---
license: apache-2.0
language:
- he
- ar
- fa
- en
tags:
- multilingual
- hebrew
- arabic
- persian
- semitic
- sentiment-analysis
- cross-lingual
pipeline_tag: text-generation
---

# SemiticGPT-3B

A 3.14B parameter multilingual language model trained from scratch for **Hebrew, Arabic, Persian (Farsi), and English** — a script-diverse, low-resource language cluster centered on Semitic languages.

## Model Details

| Property | Value |
|----------|-------|
| Parameters | 3.14B |
| Architecture | GPT (RoPE, SwiGLU, RMSNorm, fused QKV) |
| Vocab Size | 32,000 (custom multilingual SentencePiece BPE) |
| Max Seq Length | 2,048 |
| Pretraining Data | 4.48B tokens (HE 40%, AR 20%, FA 20%, EN 20%) |
| SFT Data | 36,980 samples (sentiment + translation) |

## Key Results

### Sentiment Classification (v4, clean balanced eval)

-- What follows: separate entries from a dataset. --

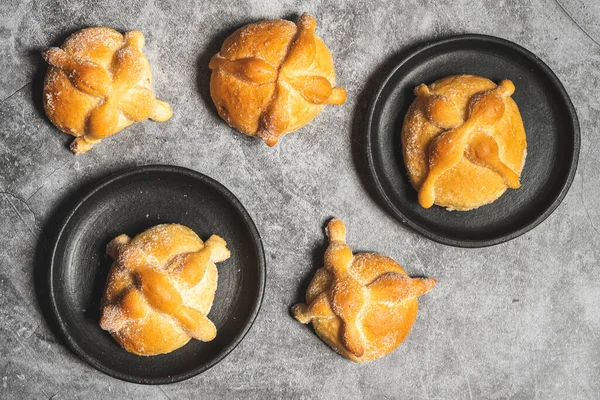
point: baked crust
(363, 305)
(98, 83)
(273, 77)
(463, 142)
(160, 289)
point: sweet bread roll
(160, 289)
(362, 305)
(273, 77)
(99, 82)
(463, 142)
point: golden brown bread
(160, 289)
(463, 142)
(362, 305)
(273, 77)
(99, 82)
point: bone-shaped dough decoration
(466, 138)
(157, 287)
(298, 69)
(357, 285)
(121, 90)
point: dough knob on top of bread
(99, 82)
(362, 305)
(463, 142)
(273, 77)
(160, 289)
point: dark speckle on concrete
(518, 320)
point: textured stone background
(519, 320)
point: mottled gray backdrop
(518, 320)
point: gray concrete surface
(519, 320)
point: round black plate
(550, 123)
(131, 202)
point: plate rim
(463, 243)
(67, 337)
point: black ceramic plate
(550, 123)
(131, 202)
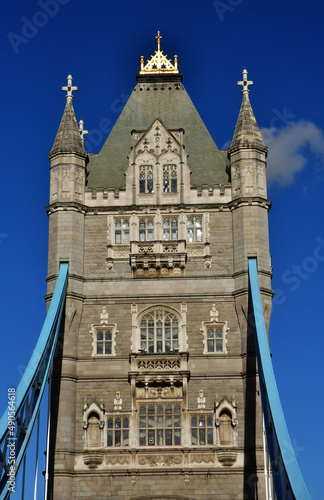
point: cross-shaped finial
(159, 40)
(81, 130)
(69, 88)
(245, 83)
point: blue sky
(100, 44)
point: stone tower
(155, 387)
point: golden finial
(159, 38)
(159, 63)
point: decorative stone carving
(202, 458)
(160, 460)
(159, 364)
(118, 402)
(92, 459)
(117, 459)
(201, 400)
(227, 457)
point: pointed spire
(247, 133)
(68, 138)
(159, 63)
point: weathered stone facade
(155, 389)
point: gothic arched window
(93, 430)
(202, 429)
(170, 180)
(159, 331)
(146, 179)
(146, 229)
(159, 424)
(225, 428)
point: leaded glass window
(122, 231)
(170, 228)
(146, 179)
(215, 340)
(118, 431)
(194, 229)
(146, 229)
(202, 429)
(170, 179)
(159, 331)
(160, 425)
(104, 341)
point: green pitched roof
(168, 101)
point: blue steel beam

| Language | Base → SFT (Logprob) | Generative |
|----------|---------------------|------------|
| 🇮🇱 Hebrew | 53.0% → **84.5%** | **82%** |
| 🇸🇦 Arabic | 45.0% → **60.5%** | **64%** |
| 🇮🇷 Farsi | 60.5% → **78.5%** | **74%** |
| 🇺🇸 English | 51.5% → **73.0%** | **64%** |

### Cross-lingual Transfer (Experiment B)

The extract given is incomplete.